Deputy Prime Minister, Manoa Kamikamica says he was worried when he saw FijiFirst MP, Aliki Bia’s parliamentary question on the repealed Media Industry Development Act today, and whether the opposition MP wanted to get MIDA back.
Kamikamica stressed today that from the government side, MIDA has gone into the dustbin of history, and that is where it will remain.
He says when we say Media Development Act of 2010 or MIDA, it brings up images of concern and repression, and in fact the removal of MIDA has been the cause of much celebration and exuberance.
Bia had asked Kamikamica - With the enactment of the MIDA (Repeal) Act 2023 which also removed the Code of Conduct, Standards and Advertising Guidelines, can the Deputy Prime Minister inform parliament on the protection in place and the avenue for restitution.
Kamikamica told parliament that the repeal of MIDA on 14th April 2023 does not mean that there is no longer a code of conduct for journalists in Fiji.

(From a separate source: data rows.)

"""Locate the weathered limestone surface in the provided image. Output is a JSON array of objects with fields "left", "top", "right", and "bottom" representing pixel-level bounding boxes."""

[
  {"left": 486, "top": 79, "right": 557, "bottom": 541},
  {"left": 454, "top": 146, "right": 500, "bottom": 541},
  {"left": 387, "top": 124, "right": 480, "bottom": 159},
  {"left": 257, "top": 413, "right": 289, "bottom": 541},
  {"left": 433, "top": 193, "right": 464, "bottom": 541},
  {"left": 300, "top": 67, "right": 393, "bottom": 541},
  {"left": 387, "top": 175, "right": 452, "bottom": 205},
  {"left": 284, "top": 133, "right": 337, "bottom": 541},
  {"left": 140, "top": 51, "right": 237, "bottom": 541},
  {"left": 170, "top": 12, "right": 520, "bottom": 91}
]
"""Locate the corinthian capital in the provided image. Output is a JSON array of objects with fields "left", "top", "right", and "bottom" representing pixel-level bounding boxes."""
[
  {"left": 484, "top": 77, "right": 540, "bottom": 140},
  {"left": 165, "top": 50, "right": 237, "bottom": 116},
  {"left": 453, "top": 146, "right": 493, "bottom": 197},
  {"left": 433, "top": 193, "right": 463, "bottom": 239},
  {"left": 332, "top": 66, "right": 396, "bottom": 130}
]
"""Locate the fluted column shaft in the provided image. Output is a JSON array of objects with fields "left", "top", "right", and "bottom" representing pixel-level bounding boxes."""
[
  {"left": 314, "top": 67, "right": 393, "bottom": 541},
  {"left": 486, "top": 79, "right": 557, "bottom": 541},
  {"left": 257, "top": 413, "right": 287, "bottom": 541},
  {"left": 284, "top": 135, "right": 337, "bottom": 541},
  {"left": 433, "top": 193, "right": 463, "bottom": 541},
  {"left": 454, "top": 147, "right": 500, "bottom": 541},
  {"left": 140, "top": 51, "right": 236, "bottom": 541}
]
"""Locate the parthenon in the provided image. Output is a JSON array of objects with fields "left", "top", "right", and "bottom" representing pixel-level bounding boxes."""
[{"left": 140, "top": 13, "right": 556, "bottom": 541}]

He says the government has taken the time to listen to the journalists and it is clear that the journalists and media organisations understand their role in society.
Kamikamica says the bottom line is that the repeal of the law was necessary to safeguard the media’s independence while ensuring the public’s right to be informed accurately and fairly, and in fact, a Code of Ethics was developed by the Fijian Media Association and will continue to be adhered to by the media organisations and journalists.
He says it sets out the ethical principles that journalists should uphold in their work.
Kamikamica says there are also international best practices and standards which the government expects the media organisations and journalists to adhere to.
He says one of the most widely used Code of Ethics for journalists globally is the Society of Professional Journalists Code of Ethics.
The Deputy Prime Minister says it sets out the ethical principles that journalists should uphold in their work, including truthfulness, accuracy and impartiality.
He says for a very long time Fiji did not have a free media – a media that is essential for a functioning democracy but in the “New Fiji” the coalition government has done it.
Kamikamica says in addition to this, we have laws in place including on defamation and the right to privacy and protection of children.
He also says the Fiji Media Council is about to be established to ensure that the industry is self regulated – a sign of true democracy.
He also says alongside this, the Consumer Council of Fiji and Fijian Competition and Consumer Commission can receive complaints from the public on various matters, including this.
He also this is particularly FCCC’s Act Section 78, and he urges people all to read it up.